I was planning to blog about the new features in Yahoo Pipes but I never had enough free time to do so. Today I found out that the service was extended with two more modules one of which adds an interesting twist on how to create pipes. Behold the Web Service module.

Power Interupted

As explained by Pipes’ documentation, the Web Service module POSTs the items in a pipe in JSON format to an external web service. This allows developers to extend the Pipes functionality to do whatever they need. The original items are replaced by the web services JSON or RSS response. Affectively, this means that now we can perform POST requests and for as long as the result is delivered in JSON or RSS, we will be able to read it. Moreover, this feature will push developers to come up with all kinds of silly services which may be suited for malicious purposes.

For those who haven’t got time to play with Yahoo Pipes, here is an a feature that used to have almost no real value while developing pipes: the pipes search interface. Yahoo was clever enough to build a search interface where developers can find pipes others have created, and use them as part of their applications, thus enabling some sort of collaborative environment. The reason this feature was not interesting is mainly because most developers were just aggregating feeds… boring! However, now it is really worthed to see what other pipes are made of since we can stumble across Web Service modules which could prove to be quite useful.

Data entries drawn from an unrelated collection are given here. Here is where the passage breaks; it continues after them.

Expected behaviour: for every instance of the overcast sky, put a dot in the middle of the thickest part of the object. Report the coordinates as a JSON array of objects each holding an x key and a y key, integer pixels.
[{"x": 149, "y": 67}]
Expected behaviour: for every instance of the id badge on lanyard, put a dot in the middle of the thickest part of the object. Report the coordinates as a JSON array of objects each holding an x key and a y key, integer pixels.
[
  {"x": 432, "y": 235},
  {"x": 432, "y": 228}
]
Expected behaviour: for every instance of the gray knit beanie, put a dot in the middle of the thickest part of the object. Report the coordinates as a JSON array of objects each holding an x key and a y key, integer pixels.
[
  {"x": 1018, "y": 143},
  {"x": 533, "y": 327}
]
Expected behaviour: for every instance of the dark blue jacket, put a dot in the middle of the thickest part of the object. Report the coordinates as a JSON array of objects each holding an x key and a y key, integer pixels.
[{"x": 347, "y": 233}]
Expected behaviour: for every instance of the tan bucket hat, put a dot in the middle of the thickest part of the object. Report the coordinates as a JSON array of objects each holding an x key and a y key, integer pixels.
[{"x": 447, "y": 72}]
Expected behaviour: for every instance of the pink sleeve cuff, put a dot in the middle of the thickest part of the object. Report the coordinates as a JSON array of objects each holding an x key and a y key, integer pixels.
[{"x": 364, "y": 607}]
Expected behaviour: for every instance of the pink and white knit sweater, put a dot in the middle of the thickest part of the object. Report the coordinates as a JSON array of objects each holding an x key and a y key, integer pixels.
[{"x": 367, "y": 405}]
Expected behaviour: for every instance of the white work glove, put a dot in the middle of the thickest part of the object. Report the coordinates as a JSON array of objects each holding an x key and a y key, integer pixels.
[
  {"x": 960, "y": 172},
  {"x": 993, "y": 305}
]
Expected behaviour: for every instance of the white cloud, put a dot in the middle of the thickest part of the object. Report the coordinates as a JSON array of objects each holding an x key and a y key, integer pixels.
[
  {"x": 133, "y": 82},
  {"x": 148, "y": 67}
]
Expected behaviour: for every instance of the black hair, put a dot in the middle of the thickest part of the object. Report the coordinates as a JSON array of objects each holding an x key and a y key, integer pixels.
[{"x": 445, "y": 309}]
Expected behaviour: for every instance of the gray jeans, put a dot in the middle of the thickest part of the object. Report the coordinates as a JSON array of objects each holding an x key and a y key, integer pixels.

I am sort of disappointed from the lack of attention from the security community around this particular service. Yahoo Pipes is an extremely powerful and can enable JavaScript to do things that where hardly imaginable a couple of year ago. I discussed most of these security aspects in my talk at this year OWASP in Italy and also come up with several POCs. Still, I guess this is not enough. With the next GC project, Renaissance, I hope that we can really waken them up.